Sunday, July 6, 2008
Published July 6, 2008
St. George Spectrum & Daily News
The other morning I walked down the stairs to the basement portion of my house and found myself enveloped in the unmistakable scent of “hot guy.” My basement always smells like “hot guy” when my husband is taking a shower.
The scent is hard to describe, but it’s certainly pleasing to this columnist’s olfactories. Taking a powerful whiff of my husband’s body wash bottle, I can say it’s very clean, slightly spicy, extremely manly, and well…the embodiment of “hot guy” in a bottle.
I remember the first time I smelled “hot guy.” And the second. And the third. I smelled it every morning at work for more than two years. The “hot guy” label was placed on the scent by the teenage girls I worked with. They were always on the lookout for the, ahem, Hot Guy who had left his sumptuous mark on the hallway we passed through. The day they realized this mysterious Hot Guy was actually a mature man with grown children and a very clean, slightly spicy, extremely manly body wash was pretty hilarious, if I do say so myself. (And since I just did, I guess I do.)
Fragrances are a funny thing. I wonder…is it a fad like any other? How did people want to smell in ancient times? I mean, was “Tar Pit” the “Obsession” of the cave man days? Did people in Medieval times want to smell like “Moat Goddess” or “Essence of Knight?” I wonder what/who determines which scents are popular and why.
For some, science is involved. According to “the industry” we’re all just big bags of pheromones waiting to be signaled by the other bags of pheromones walking around. The cologne makers of the 70’s decided to cash in on the pheromone phenomenon by including “musk” in men’s cologne, claiming this would stimulate the pheromones of women and make the man who wore it nearly irresistible.
It’s interesting stuff until you realize musk is a secretion of the underside of a musk deer. I don’t know about you, but I don’t think I’ve ever found a remote, endangered, wild animal of Siberia at all irresistible. Maybe my pheromones are broken…
According to evolutionary scientists, body odor is actually nature’s most potent agent of attraction. Believe it or not, body odor, particularly that originating from the underarm, is meant to signal a potential mate that one has passed the puberty phase and is now mature enough to bear offspring. Underarm hair is a means of trapping and enhancing the odor for maximum attraction potential and perpetuation of the species. It begs the question: If we eliminate and mask our body odor with fragrances we think are attractive, are we really just shooting ourselves in the evolutionary foot?

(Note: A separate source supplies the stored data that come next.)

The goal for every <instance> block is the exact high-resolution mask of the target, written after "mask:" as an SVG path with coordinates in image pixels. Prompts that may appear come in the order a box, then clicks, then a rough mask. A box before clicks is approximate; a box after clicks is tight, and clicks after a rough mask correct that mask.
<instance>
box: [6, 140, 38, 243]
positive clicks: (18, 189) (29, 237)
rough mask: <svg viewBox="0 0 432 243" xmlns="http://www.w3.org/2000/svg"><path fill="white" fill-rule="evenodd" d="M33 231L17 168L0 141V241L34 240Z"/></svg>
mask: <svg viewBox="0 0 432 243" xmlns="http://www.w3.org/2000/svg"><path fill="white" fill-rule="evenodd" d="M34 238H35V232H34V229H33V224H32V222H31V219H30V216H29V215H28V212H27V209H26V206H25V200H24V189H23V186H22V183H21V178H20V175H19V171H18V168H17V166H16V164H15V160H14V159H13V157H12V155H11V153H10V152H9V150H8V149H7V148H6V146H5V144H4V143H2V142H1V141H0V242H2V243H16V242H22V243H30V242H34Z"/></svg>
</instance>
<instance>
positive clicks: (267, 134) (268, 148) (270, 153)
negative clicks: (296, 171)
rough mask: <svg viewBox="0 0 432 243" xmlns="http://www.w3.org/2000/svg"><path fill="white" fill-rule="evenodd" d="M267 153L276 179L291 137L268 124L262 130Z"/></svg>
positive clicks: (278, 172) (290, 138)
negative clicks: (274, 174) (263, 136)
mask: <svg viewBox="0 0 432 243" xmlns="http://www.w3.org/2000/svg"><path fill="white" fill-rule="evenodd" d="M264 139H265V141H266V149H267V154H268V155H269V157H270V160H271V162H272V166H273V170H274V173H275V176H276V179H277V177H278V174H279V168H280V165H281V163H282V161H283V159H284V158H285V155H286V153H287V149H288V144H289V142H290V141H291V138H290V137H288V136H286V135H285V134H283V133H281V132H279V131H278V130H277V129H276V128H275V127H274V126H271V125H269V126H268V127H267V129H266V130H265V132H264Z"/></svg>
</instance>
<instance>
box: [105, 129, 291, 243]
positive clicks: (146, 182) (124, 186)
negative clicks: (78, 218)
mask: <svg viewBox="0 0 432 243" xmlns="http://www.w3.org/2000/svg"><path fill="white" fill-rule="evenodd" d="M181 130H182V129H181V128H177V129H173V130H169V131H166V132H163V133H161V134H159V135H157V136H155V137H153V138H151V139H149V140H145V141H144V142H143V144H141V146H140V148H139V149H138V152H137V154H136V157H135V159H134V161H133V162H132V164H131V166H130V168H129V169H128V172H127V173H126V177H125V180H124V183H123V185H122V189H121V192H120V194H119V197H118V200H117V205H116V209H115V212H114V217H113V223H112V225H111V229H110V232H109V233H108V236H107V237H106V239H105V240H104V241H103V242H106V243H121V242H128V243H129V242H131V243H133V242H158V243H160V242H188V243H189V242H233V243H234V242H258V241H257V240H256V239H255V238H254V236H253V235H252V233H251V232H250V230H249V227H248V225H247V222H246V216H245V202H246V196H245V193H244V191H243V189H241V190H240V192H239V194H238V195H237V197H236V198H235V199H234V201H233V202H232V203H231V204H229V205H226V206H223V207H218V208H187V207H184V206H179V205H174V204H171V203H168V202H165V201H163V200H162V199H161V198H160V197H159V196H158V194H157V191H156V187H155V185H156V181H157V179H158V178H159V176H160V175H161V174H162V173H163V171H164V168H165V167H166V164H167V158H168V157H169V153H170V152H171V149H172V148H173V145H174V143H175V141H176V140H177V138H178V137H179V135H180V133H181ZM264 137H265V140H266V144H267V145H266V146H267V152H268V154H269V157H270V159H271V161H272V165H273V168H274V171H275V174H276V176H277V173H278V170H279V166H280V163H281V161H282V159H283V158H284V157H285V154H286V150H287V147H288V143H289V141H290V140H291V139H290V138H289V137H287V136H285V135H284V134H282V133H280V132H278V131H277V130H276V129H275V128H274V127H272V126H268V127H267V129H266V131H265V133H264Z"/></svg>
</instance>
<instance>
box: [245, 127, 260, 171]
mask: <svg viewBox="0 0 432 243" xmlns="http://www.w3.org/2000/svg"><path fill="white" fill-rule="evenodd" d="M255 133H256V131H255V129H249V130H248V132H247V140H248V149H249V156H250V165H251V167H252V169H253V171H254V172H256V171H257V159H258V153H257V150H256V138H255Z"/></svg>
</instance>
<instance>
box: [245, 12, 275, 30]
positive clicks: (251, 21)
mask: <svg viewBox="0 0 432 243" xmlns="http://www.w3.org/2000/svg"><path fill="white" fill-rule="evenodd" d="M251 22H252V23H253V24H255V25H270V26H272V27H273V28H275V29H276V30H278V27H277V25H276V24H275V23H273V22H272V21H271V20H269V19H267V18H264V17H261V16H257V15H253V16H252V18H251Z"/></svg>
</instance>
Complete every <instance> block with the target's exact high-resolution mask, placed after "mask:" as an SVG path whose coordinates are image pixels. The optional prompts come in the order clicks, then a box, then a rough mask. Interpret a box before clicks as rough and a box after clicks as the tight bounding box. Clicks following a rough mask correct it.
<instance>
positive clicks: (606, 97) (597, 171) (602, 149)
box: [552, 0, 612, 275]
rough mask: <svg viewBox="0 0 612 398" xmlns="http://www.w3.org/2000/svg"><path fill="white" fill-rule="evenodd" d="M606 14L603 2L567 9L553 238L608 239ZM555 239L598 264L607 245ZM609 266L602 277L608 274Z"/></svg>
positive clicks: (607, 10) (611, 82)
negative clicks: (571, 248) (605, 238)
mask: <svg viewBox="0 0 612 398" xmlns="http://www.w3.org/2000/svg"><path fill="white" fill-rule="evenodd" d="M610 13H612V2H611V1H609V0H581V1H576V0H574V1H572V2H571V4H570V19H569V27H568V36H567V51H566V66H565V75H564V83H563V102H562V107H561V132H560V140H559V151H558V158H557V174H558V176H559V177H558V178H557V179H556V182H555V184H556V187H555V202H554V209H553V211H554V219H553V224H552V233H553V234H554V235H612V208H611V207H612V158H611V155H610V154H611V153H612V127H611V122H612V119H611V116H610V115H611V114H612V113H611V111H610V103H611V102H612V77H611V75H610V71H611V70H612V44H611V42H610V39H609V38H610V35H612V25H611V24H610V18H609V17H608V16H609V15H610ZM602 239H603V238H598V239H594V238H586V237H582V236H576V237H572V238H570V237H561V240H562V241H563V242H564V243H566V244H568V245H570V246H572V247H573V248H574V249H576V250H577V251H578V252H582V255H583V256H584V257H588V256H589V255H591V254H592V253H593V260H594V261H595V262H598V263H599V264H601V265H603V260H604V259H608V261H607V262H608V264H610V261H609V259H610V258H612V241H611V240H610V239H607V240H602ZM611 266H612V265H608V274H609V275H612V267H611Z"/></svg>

I don’t really want an answer to that question. Scientists be darned, I’d much rather smell like mangoes and pomegranates than B.O., no matter how mature the opposite gender might find me otherwise. I know I’m disproving my previous theory about musk here. I mean, is any man more attracted to fruit than I am to wild deer? Actually, I’m sure the answer to this is yes, and my reasoning lies in the “way to a man’s heart is through his stomach” idiom.
If they made a lasagna scented perfume, I’d be wearing it right now.